Selon le président du sambo guinéen, la fédération a, à plusieurs reprises, assuré sur fonds propres ou à crédit les dépenses liées à la participation de la Guinée à des compétitions internationales. Hébergement, restauration, transport et frais d’organisation auraient ainsi été avancés sans retour financier effectif. « Ces engagements non honorés ont progressivement plongé la fédération dans une situation d’endettement préoccupante. Certaines dettes contractées lors de compétitions disputées à l’étranger, notamment au Cameroun, restent encore impayées, ce qui complique davantage le fonctionnement de la Fédération guinéenne de sambo », a-t-il déploré.
À cette dette s’ajoute un autre point de tension : les primes des athlètes, des entraîneurs et des arbitres, que la fédération affirme ne plus avoir perçues depuis 2022. « Cette situation a créé une rupture de confiance entre les sportifs et les dirigeants. Vous le savez, le non-paiement des primes crée une crise de confiance entre la fédération et les athlètes, et cela affecte directement la motivation et l’engagement de nos jeunes athlètes », a-t-il déclaré.
Au-delà des difficultés internes, le président de la Fédération guinéenne de sambo estime que cette crise financière a aussi des conséquences sur la présence de la Guinée dans les compétitions internationales. « Les délégations sont parfois confrontées à des conditions de voyage précaires, avec des difficultés liées notamment à l’hébergement, aux équipements ou à la prise en charge sur place. Récemment encore, en Ouganda, des sportifs guinéens ont été expulsés.

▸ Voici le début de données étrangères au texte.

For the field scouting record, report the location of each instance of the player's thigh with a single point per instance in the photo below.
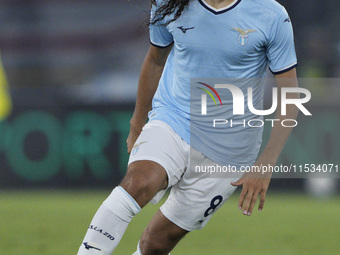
(197, 196)
(158, 159)
(160, 236)
(144, 178)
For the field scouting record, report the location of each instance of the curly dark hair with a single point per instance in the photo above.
(169, 7)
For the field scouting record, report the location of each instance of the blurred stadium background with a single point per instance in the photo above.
(72, 69)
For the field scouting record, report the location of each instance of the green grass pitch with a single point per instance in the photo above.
(54, 223)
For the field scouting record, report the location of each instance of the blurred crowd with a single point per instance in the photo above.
(74, 42)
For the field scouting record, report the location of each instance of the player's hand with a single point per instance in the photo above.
(253, 184)
(135, 130)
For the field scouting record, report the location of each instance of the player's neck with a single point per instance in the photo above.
(218, 4)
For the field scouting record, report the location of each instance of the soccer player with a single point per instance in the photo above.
(195, 39)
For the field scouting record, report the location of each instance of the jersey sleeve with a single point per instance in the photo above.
(281, 50)
(159, 34)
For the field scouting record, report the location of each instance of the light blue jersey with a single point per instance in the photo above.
(238, 41)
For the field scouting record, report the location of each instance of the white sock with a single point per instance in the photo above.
(138, 252)
(109, 223)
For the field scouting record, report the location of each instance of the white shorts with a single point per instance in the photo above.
(195, 196)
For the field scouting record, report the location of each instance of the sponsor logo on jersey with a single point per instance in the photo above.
(243, 35)
(135, 148)
(95, 228)
(88, 247)
(185, 29)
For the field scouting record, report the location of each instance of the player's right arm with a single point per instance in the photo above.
(151, 72)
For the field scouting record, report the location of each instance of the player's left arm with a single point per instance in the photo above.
(256, 184)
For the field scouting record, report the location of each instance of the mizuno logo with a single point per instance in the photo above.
(184, 30)
(243, 35)
(99, 230)
(244, 32)
(87, 247)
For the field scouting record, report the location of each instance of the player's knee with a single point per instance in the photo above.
(153, 246)
(143, 184)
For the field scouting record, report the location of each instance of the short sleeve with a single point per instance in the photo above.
(159, 34)
(281, 50)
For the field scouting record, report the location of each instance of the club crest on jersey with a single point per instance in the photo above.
(243, 35)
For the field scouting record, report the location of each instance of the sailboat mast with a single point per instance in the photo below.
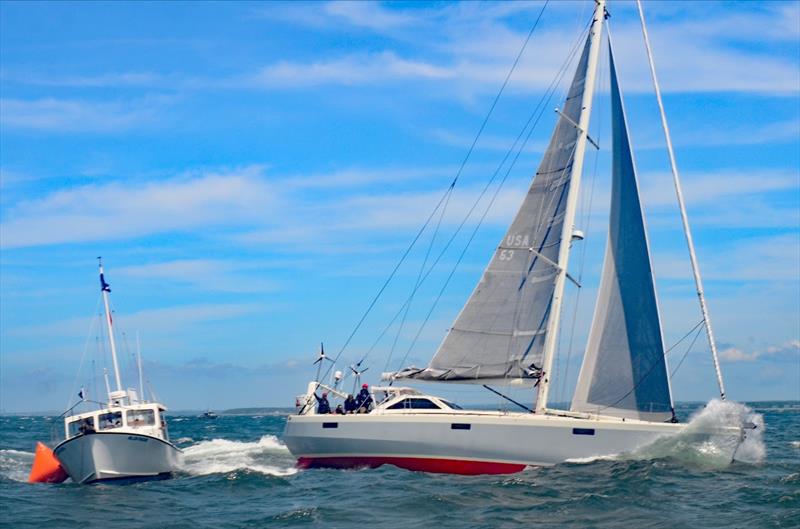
(105, 290)
(572, 203)
(698, 282)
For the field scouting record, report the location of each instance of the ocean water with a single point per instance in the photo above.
(238, 473)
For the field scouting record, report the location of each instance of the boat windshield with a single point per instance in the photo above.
(111, 420)
(80, 426)
(141, 418)
(414, 403)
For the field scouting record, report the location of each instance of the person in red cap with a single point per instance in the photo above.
(350, 405)
(323, 406)
(364, 399)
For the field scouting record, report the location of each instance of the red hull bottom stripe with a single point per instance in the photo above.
(419, 464)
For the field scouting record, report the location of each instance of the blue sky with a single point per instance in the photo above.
(251, 172)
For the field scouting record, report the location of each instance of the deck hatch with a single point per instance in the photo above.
(583, 431)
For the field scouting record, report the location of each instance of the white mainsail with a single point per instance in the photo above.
(500, 332)
(624, 370)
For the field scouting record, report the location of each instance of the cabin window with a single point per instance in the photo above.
(109, 421)
(414, 404)
(141, 418)
(80, 426)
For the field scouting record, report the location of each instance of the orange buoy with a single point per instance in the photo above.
(46, 468)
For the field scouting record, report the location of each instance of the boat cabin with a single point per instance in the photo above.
(145, 419)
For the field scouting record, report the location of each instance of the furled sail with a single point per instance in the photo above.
(500, 332)
(624, 370)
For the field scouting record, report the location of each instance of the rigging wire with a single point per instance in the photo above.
(447, 192)
(587, 221)
(686, 353)
(655, 364)
(548, 95)
(83, 355)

La Guinée est aujourd’hui le seul pays où les fédérations voyagent sans moyens », a-t-il regretté.
Un stage au Maroc menacé
Parmi les conséquences immédiates de cette crise, la Guinée pourrait ne pas participer à un stage international prévu au Maroc en avril 2026, destiné à la formation des arbitres et entraîneurs. « En cas d’absence de la Guinée à ce stage, cela priverait le sambo guinéen d’une opportunité importante de renforcement technique et de visibilité sur la scène continentale », a averti le président.
Un appel au ministre des Sports
Face à cette situation, Maître Bah Amadou Sadigou appelle le nouveau ministre de la Jeunesse et des Sports, Cellou Baldé, à prendre des mesures urgentes pour assainir la gestion financière du secteur. S’il reconnaît certaines avancées administratives, il estime toutefois que les fédérations restent confrontées à des blocages persistants. « Nous sommes endettés jusqu’au cou. Trop, c’est trop. Sans financement, nous manquerons plusieurs rendez-vous internationaux », a-t-il lancé.